Not all of the litter fell neatly into the oversight category, though. The striped underwear, for example, defied explanation. “There were more weird things than I thought there would be,” said Madison Morton.  That list included a lost “Alex and Ani” bracelet and even a vintage pink Tab soda can, probably sitting there since the ‘80s.

            Strange finds aside, there’s something very hopeful about these young women’s willingness to give litterers the benefit of the doubt. Their generosity made me feel rather cynical. I live on a dirt road that happens to be a shortcut to the dump, so sometimes people escape having to pay a few bucks to the town by tossing tires or the occasional chair or TV over the side and into the brook. Are these people -- not litter bugs but litter thugs – different from the people who leave trash on mountains? The teen volunteers I met last week seemed to think so, and I would like to think so, too. Doing so forwards the belief that most people want to do the right thing when it comes to caring for planet Earth, that education and encouraging good stewardship will bring about positive change. Most of us don’t want to pollute or cause harm… we’re just ignorant of the consequences of our lifestyles and how we can do better.

            When extrapolated out to environmental issues with more at stake than littering, that’s a pretty hopeful outlook.

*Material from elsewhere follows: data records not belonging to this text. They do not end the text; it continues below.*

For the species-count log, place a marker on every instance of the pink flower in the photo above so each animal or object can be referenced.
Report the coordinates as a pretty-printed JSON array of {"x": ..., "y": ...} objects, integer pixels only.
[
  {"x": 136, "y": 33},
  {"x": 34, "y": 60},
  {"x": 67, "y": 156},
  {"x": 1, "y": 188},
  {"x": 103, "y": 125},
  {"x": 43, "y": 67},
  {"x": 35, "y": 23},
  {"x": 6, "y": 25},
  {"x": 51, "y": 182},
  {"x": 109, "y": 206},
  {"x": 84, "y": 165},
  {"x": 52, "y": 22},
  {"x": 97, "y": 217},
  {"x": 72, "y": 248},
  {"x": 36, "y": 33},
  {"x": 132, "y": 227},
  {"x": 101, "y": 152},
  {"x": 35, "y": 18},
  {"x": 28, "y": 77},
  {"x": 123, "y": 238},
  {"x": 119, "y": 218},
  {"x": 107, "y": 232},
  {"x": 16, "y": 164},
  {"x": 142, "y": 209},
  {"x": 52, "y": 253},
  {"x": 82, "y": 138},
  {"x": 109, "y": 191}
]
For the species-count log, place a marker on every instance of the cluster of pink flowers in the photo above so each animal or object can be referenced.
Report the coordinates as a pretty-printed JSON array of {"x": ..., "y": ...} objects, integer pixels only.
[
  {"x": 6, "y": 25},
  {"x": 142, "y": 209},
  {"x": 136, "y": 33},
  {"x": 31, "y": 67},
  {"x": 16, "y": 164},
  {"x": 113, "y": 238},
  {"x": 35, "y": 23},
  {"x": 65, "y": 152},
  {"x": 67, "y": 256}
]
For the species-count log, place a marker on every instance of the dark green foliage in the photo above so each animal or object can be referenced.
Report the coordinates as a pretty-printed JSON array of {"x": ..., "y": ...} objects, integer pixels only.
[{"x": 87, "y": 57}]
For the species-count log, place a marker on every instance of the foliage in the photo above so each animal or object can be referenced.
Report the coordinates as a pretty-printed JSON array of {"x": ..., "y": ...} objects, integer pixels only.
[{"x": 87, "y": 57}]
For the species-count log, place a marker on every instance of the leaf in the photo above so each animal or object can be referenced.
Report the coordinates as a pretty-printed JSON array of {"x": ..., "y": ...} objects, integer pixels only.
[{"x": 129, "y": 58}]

            I heard and saw other reasons to feel hopeful on this workday. As our group scoured the summit for trash, other hikers chipped in, bringing litter over to add to our collection. I overheard one dad telling his son, “Sure, you can go around and pick up litter, too!” (I guess it looked like fun!) As we carried our garbage bags down the mountain on the Boulder Loop Trail, fellow hikers offered sincere thanks, and it was obvious that they cared about this place, too.

            We ran into a group from the Belknap Range Trail Tenders building cairns to mark the trails, all volunteers giving of their time to improve the hiking experience.

            And teacher Sarah Thorne, the advisor of the Prospect Mountain High School Environmental Club, noted another positive. The best part of the workday for her was to see the students – two of whom had never hiked Mt. Major before and one of whom had never hiked any mountain before -- enjoying being in a beautiful place and making a contribution to it. “It was great just seeing their delight,” she said. “It’s experiences like this that keep people coming back and that turn them into long-term hikers.”

            Long-term hikers who will, I believe, always leave mountains as good as or better than how they found them.